Medicinal products known to induce bradycardia: Due to observations of mostly asymptomatic ventricular pauses and bradycardia, caution should be exercised when administering ticagrelor concomitantly with medicinal products known to induce bradycardia. However, no evidence of clinically significant adverse reactions was observed in the PLATO trial after concomitant administration with one or more medicinal products known to induce bradycardia (e.g. 96% beta blockers, 33% calcium channel blockers diltiazem and verapamil, and 4% digoxin).

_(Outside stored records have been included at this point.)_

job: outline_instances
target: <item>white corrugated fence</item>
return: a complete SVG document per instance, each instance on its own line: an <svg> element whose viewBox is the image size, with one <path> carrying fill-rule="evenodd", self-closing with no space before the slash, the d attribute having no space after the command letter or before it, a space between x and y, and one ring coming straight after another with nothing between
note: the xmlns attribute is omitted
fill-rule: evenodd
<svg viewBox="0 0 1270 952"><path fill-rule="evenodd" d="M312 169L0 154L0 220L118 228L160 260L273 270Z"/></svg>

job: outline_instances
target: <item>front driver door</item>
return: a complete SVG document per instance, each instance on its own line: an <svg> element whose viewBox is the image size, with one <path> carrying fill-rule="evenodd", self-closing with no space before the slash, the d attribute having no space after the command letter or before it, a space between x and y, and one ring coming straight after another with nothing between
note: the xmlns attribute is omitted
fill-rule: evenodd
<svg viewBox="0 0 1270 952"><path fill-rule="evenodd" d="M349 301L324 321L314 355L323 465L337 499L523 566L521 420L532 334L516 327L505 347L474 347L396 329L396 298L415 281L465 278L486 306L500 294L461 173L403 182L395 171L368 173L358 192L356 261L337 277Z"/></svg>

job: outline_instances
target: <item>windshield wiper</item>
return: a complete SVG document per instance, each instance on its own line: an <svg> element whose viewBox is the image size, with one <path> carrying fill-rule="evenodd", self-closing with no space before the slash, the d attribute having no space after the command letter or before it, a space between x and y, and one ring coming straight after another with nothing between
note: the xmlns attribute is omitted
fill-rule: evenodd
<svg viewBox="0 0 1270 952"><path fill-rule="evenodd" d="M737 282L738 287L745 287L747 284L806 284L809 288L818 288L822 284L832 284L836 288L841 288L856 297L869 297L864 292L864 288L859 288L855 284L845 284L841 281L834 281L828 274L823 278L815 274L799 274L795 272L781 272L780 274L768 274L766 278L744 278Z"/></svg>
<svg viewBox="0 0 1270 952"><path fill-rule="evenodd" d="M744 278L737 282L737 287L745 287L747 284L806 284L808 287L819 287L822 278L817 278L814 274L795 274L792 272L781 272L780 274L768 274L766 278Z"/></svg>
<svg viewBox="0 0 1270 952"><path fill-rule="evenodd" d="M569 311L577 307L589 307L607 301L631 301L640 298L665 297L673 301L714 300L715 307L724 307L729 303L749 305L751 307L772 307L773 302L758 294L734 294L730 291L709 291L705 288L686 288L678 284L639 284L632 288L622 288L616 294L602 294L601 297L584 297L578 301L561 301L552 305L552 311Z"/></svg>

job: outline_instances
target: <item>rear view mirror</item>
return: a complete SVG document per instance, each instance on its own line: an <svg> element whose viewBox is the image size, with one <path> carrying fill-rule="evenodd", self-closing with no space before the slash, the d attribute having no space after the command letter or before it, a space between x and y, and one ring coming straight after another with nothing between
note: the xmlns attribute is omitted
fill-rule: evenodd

Others: Clinical pharmacology interaction studies showed that coadministration of ticagrelor with heparin, enoxaparin and ASA or desmopressin did not have any effect on the pharmacokinetics of ticagrelor or the active metabolite or on ADP induced platelet aggregation compared with ticagrelor alone. If clinically indicated, medicinal products that alter haemostasis should be used with caution in combination with ticagrelor. A 2 fold increase of ticagrelor exposure was observed after daily consumption of large quantities of grapefruit juice (3 x 200 ml). This magnitude of increased exposure is not expected to be clinically relevant to most patients.
A delayed and decreased exposure to oral P2Y12 inhibitors, including ticagrelor and its active metabolite, has been observed in patients with ACS treated with morphine (35% reduction in ticagrelor exposure). This interaction may be related to reduced gastrointestinal motility and apply to other opioids. The clinical relevance is unknown, but data indicate the potential for reduced ticagrelor efficacy in patients co-administered ticagrelor and morphine. In patients with ACS, in whom morphine cannot be withheld and fast P2Y12 inhibition is deemed crucial, the use of a parenteral P2Y12 inhibitor may be considered.